I have an unbalanced panel of monthly bond returns and would like to regress them on several possible return-drivers. There is cross-sectional correlation in the residuals. In this case, Peterson shows that there are two ways to estimate the model (Peterson (2009): Estimating Standard Errors in Finance Panel Data Sets: Comparing Approaches):
- Fama MacBeth (by using the pmg() function in R): In the first step, pmg() runs cross sectional regressions for every single month. In the second step the average over the estimates is taken. The standard deviations of the cross-sectional regression estimates are used to generate the sampling Errors for these estimates.

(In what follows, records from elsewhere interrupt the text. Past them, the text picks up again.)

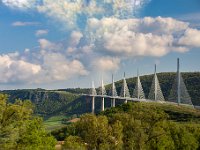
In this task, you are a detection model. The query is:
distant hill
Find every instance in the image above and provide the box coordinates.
[1,72,200,116]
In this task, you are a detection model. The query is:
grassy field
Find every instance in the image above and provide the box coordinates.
[44,115,68,131]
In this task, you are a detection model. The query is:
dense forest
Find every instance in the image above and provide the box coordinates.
[52,103,200,150]
[0,94,56,150]
[1,72,200,117]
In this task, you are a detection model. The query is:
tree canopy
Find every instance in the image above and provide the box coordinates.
[0,94,56,150]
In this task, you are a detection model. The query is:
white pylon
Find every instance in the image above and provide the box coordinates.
[168,58,193,105]
[109,74,118,107]
[133,70,145,100]
[109,75,118,97]
[120,72,130,103]
[98,78,106,96]
[148,65,165,101]
[89,81,97,96]
[99,77,106,111]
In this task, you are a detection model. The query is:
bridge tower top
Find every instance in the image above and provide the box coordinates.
[98,77,107,96]
[89,81,97,96]
[148,65,165,101]
[109,74,118,97]
[120,72,130,97]
[133,69,145,100]
[168,58,193,105]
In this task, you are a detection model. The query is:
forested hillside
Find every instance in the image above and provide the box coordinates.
[1,72,200,116]
[52,102,200,150]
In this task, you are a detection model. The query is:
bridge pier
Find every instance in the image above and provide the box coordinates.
[92,96,95,114]
[101,97,104,111]
[124,99,128,104]
[111,98,115,107]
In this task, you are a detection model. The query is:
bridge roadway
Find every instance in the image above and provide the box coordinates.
[81,94,195,113]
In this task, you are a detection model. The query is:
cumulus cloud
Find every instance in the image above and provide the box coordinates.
[12,21,40,27]
[0,55,41,83]
[0,36,89,84]
[88,17,200,57]
[178,28,200,47]
[1,0,39,10]
[35,30,49,36]
[93,57,120,72]
[37,0,150,28]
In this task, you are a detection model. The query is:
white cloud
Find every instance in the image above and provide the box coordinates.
[35,30,49,36]
[178,28,200,47]
[93,57,120,72]
[1,0,39,10]
[0,36,89,84]
[37,0,150,29]
[12,21,40,27]
[69,31,83,47]
[0,55,41,83]
[86,17,200,57]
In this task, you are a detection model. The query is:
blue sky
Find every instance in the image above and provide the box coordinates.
[0,0,200,89]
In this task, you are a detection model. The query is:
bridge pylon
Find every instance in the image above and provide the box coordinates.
[120,72,130,103]
[109,74,118,107]
[99,77,107,111]
[168,58,193,106]
[148,65,165,101]
[89,81,97,114]
[133,70,145,101]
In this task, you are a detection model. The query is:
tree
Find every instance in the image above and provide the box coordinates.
[62,136,86,150]
[0,94,56,150]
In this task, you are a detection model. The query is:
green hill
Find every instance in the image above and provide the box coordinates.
[1,72,200,117]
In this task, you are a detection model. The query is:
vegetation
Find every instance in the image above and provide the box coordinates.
[1,72,200,119]
[0,94,56,150]
[52,103,200,150]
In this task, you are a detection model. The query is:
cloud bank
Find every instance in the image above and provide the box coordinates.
[0,0,200,84]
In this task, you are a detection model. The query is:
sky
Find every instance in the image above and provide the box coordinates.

Fama_MacBeth<-pmg(R~SIZE+MOMENTUM+VOLA+Rating+Value+Duration+Liquidit, data=Data_Z, index=c("Date","ISIN"))
- Pooles OLS with standard Errors clustered by time
OLS_Pooling<-plm(R~SIZE)+MOMENTUM)+VOLA)+Value+Rating+Duration+Liquidity, data=Data_Z, model='pooling', index=c('ISIN', 'Date'))
Pooling_Test<- coeftest(OLS_Pooling, vcov=function(x) vcovHC(x, cluster="time", type="HC1"))
My results below are quite different for Pooled OLS and Fama MacBeth. I know that some degree od deviation is normal, but in my case even some positive and negativ signs are different.
Dependent variable:
----------------------------
R
coefficient mean
test groups
Pooled OLS Fama MacBeth
(1) (2)
------------------------------------------------
Beta.DEF -0.093 0.061*
(0.061) (0.034)
SIZE -0.131*** -0.043**
(0.020) (0.017)
MOMENTUM -0.007 0.008
(0.054) (0.014)
VOLA -0.257*** -0.022
(0.051) (0.017)
Value -0.128*** 0.019***
(0.023) (0.007)
Rating 0.180*** -0.013***
(0.015) (0.003)
Duration 0.073*** 0.021*
(0.017) (0.012)
Liquidity 0.004* 0.027***
(0.002) (0.005)
Constant -2.386*** -1.432***
(0.140) (0.099)
------------------------------------------------
Observations 335,369
R2 0.378
================================================
Note: *p<0.1; **p<0.05; ***p<0.01
Do you have any suggestion how to deal with these results? Any idea what went wrong?